International Journal of Computer Applications |
Foundation of Computer Science (FCS), NY, USA |
Volume 187 - Number 32 |
Year of Publication: 2025 |
Authors: Dimitrios Papakyriakou, Ioannis S. Barbounakis |
![]() |
Dimitrios Papakyriakou, Ioannis S. Barbounakis . Parallel k-Means Benchmarking on a CPU-Bound Beowulf Cluster of Raspberry Pi Nodes: An MPI-based Scaling Analysis with CPU-Centric Performance Evaluation.
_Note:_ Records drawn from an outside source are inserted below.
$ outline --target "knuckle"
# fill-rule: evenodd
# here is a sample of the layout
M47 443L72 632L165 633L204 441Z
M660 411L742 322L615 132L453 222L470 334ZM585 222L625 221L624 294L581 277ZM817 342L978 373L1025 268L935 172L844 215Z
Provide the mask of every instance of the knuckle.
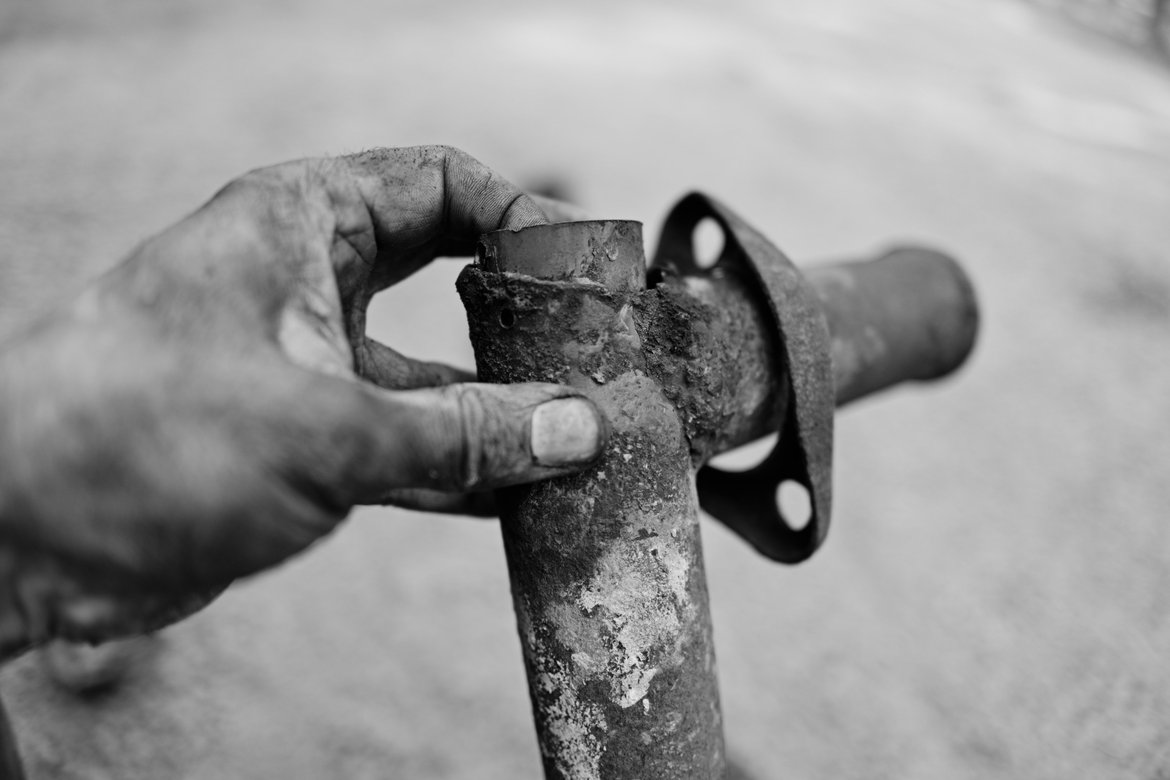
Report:
M452 387L445 392L452 396L455 408L453 419L448 423L452 427L448 432L449 441L453 443L449 453L450 474L455 488L469 490L484 478L487 409L483 396L473 388Z
M59 686L72 693L86 693L121 682L153 639L147 635L98 645L55 640L41 648L40 661Z
M484 177L487 169L483 163L462 149L439 146L436 147L436 152L442 163L448 187L455 185L465 187L468 181L475 182Z
M253 168L228 182L223 192L251 192L253 190L267 192L284 189L289 181L295 180L301 174L303 168L304 162L299 160Z
M444 159L450 164L466 164L472 159L471 155L469 155L467 152L463 151L457 146L451 146L450 144L437 144L428 148L436 157Z
M328 158L305 158L255 168L228 182L216 199L246 198L276 214L297 211L327 189L334 166Z
M341 178L338 163L328 158L294 160L249 171L229 182L214 200L226 201L234 218L264 228L269 244L300 256L318 237L333 234L337 188L331 183Z

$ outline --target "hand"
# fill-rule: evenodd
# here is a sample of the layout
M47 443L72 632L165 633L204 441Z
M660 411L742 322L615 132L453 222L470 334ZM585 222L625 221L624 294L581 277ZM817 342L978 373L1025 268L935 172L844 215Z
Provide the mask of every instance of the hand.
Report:
M365 336L379 290L546 221L454 149L287 163L0 348L0 658L177 619L356 504L467 509L592 460L568 388L449 384Z

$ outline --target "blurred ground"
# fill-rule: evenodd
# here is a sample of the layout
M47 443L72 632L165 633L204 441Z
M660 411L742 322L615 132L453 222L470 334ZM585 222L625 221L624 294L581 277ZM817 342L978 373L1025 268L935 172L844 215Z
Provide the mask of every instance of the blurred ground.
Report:
M424 142L656 234L701 187L798 259L933 242L985 328L839 422L793 569L704 528L760 778L1170 777L1170 78L1009 0L0 0L0 328L231 176ZM428 269L374 324L469 362ZM425 301L425 304L421 303ZM491 523L370 510L78 700L33 776L537 777Z

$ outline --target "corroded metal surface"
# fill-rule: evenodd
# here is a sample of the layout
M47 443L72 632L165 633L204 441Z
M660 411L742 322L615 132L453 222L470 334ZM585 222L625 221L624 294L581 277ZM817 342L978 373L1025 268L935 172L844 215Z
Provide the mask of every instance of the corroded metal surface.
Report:
M532 230L588 245L598 235L590 225ZM637 231L603 232L620 246L595 247L598 256L637 263L641 278ZM538 270L513 253L546 245L521 243L496 255L501 272L469 268L459 282L481 378L564 382L611 425L588 471L500 496L545 773L720 777L692 452L644 354L636 304L646 293L507 272L512 262ZM604 276L629 279L625 270Z
M692 234L705 219L723 233L723 250L710 273L738 272L759 291L772 348L784 364L785 376L776 379L788 386L789 396L782 435L771 454L746 473L704 468L699 500L764 555L798 563L816 551L829 531L834 408L829 326L792 261L738 214L702 193L687 195L671 209L654 265L703 273L694 258ZM801 526L790 523L776 501L777 488L788 480L808 491L809 518Z
M485 271L506 264L511 273L548 281L597 282L610 292L645 285L642 224L628 220L574 222L571 230L505 230L481 242L476 258Z
M696 262L692 241L705 219L723 233L720 257L709 270ZM705 442L707 454L739 443L741 426L749 439L780 435L771 453L747 471L702 468L698 494L704 510L784 563L807 558L828 532L834 407L898 382L950 373L970 354L978 327L971 284L945 255L903 248L802 273L735 212L701 193L683 198L667 217L653 270L684 274L696 297L714 301L703 324L693 326L697 334L734 332L749 344L767 344L764 358L737 341L699 361L700 370L738 369L749 376L745 360L754 358L759 367L733 399L719 399L725 422ZM688 371L694 362L693 356L686 361ZM763 388L780 395L779 403L754 407ZM684 413L709 402L702 398L706 390L692 383L679 389ZM765 418L772 422L760 427ZM790 523L777 501L788 481L808 491L803 525Z
M689 246L706 215L727 239L709 271ZM492 233L459 278L481 379L568 384L611 426L591 469L499 496L549 778L723 776L697 501L799 560L827 521L834 405L941 376L974 342L970 285L937 253L805 279L714 201L691 196L672 219L649 287L630 222ZM772 431L764 463L704 468L696 494L707 458ZM790 476L821 513L803 533L776 508Z

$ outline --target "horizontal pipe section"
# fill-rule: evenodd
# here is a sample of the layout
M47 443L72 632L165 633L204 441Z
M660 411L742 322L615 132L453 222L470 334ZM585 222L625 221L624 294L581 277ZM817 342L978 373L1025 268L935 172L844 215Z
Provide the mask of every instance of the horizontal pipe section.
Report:
M947 255L900 248L804 273L829 324L837 406L902 382L944 377L974 348L974 290ZM721 411L703 418L705 429L692 431L697 457L705 460L778 431L788 383L775 326L749 281L729 270L667 275L656 290L670 300L677 295L669 291L680 285L702 304L706 324L692 328L698 368L688 373L676 367L674 384L682 387L698 374L723 379L701 395L705 404L721 404ZM695 396L694 388L682 387L679 394Z
M979 313L963 269L930 249L805 271L832 334L837 405L951 373L975 346Z

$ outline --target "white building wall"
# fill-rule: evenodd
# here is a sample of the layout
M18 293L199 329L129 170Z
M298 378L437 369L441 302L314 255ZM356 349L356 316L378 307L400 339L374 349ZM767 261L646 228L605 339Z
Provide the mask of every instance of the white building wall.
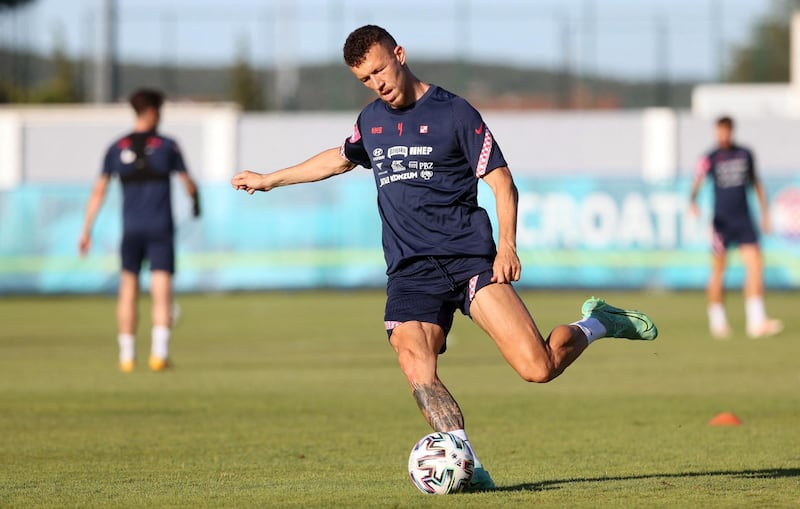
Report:
M691 112L483 114L520 174L670 178L690 174L714 143L715 117ZM200 181L224 182L242 168L277 169L340 145L357 115L242 114L231 105L168 104L161 130L178 140ZM90 182L108 145L130 131L132 120L124 105L0 108L0 185ZM736 120L737 139L755 151L762 171L800 171L800 117Z

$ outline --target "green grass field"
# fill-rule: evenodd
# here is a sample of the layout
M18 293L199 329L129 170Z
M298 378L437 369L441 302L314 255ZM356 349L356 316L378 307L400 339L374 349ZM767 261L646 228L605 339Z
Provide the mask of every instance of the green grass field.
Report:
M492 493L418 493L428 432L382 330L382 292L187 295L176 368L116 368L111 297L0 299L2 507L798 507L800 313L787 331L706 333L702 294L606 293L647 310L653 343L602 340L526 384L459 318L441 374ZM586 297L526 292L539 325ZM149 348L149 303L139 358ZM744 424L712 427L717 413Z

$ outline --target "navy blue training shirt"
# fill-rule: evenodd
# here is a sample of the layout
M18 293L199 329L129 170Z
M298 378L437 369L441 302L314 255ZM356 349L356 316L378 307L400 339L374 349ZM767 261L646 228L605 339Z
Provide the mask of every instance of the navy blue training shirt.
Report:
M466 100L435 85L407 108L376 99L341 153L372 168L387 274L418 257L495 256L478 179L507 164Z
M155 132L131 133L106 152L103 174L122 182L125 232L172 233L170 173L185 172L178 144Z
M700 160L698 176L714 181L714 216L750 221L747 188L756 180L753 153L739 145L717 148Z

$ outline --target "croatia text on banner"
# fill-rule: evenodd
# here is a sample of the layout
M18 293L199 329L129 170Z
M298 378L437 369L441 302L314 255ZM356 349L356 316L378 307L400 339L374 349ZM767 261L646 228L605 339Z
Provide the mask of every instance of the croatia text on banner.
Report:
M689 210L691 181L518 179L517 244L522 282L543 287L702 288L711 253L711 184L699 217ZM772 232L761 237L766 283L800 285L800 179L768 179ZM485 194L484 194L485 196ZM491 196L491 195L490 195ZM486 203L487 207L492 207ZM751 210L758 204L751 196ZM726 283L741 286L734 251Z
M700 288L708 276L710 190L688 212L688 180L517 177L520 284L530 287ZM767 284L800 285L800 179L767 179L773 233L762 238ZM110 292L117 286L119 186L78 256L91 186L0 191L0 294ZM364 171L249 196L201 186L195 220L174 189L179 291L378 287L385 282L374 181ZM494 216L489 188L481 203ZM754 210L757 210L755 202ZM728 283L743 270L731 256Z

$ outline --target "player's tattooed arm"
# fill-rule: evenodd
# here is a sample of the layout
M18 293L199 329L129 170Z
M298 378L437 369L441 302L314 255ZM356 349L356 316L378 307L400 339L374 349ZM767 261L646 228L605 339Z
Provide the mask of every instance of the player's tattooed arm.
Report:
M422 415L436 431L464 429L464 416L447 387L436 379L432 384L412 384L411 391Z

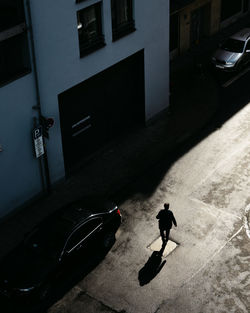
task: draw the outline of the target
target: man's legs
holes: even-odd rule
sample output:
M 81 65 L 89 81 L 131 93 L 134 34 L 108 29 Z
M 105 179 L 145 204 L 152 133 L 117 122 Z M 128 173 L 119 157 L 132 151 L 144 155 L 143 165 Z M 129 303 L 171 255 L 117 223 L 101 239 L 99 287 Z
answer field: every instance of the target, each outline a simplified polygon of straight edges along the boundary
M 160 228 L 160 234 L 161 234 L 161 240 L 164 243 L 165 242 L 165 236 L 164 236 L 164 229 Z
M 169 238 L 170 228 L 160 228 L 162 242 L 167 243 Z
M 166 240 L 166 244 L 167 244 L 167 242 L 168 242 L 168 238 L 169 238 L 169 233 L 170 233 L 170 228 L 165 229 L 165 231 L 166 231 L 166 237 L 165 237 L 165 240 Z

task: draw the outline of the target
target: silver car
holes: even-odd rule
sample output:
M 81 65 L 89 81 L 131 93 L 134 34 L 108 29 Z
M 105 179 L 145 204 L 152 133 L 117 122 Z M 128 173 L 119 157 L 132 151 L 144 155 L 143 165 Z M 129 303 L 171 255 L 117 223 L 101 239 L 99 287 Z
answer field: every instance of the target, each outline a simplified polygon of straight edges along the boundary
M 250 61 L 250 28 L 229 37 L 212 56 L 212 63 L 223 71 L 236 71 Z

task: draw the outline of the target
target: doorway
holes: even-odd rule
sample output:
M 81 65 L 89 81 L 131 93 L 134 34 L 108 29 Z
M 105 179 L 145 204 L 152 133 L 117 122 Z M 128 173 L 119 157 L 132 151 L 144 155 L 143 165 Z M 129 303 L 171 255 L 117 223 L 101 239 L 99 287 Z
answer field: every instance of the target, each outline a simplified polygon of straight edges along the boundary
M 144 125 L 144 51 L 58 95 L 66 176 L 85 157 Z

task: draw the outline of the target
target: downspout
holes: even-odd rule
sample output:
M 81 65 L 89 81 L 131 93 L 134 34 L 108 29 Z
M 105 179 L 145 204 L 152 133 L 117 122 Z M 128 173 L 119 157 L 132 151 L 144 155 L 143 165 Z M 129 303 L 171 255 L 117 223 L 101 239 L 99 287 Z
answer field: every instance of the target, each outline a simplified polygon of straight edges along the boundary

International Journal of Computer Applications. 187, 32 ( Aug 2025), 43-55. DOI=10.5120/ijca2025925585
This study presents an in-depth parallel benchmarking analysis of the k-Means clustering algorithm on a Beowulf cluster composed of Raspberry Pi 4B nodes, each equipped with 8GB of RAM. Leveraging MPI for distributed computation, it is systematically evaluating the algorithm’s strong scaling behaviour using synthetic datasets of fixed size -75 million two-dimensional points - while varying the number of MPI processes from 2 up to 48 (with two processes per node). The performance evaluation focuses on a detailed execution time decomposition across five key phases: data generation, parallel distance computation (Compute Phase), synchronization via MPI_Allreduce (Sync Phase), centroid updates (Update Phase), (k-Means Phase) and total runtime. Results confirm that the Compute Phase remains the dominant contributor to total runtime, consistently accounting for the majority of execution time across all configurations. Synchronization overhead increases moderately at intermediate process counts, a typical phenomenon in distributed systems, but remains manageable and does not offset the overall speedup achieved through parallelization. The Beowulf cluster demonstrates excellent scalability and high parallel efficiency throughout the strong scaling experiments, with total runtime reduced by nearly (10×) when increasing from 2 to 48 MPI processes. Memory usage remains within physical RAM limits due to careful dataset partitioning, enabling large-scale processing on low-power ARM-based nodes. Overall, this work highlights the feasibility and efficiency of CPU-centric, memory-aware distributed machine learning on energy-efficient Raspberry Pi clusters. The proposed benchmarking framework provides a robust and reproducible foundation for analysing algorithmic performance, scalability, and resource utilization in lightweight distributed environments, aligning with contemporary trends in edge computing and resource-constrained high-performance computing.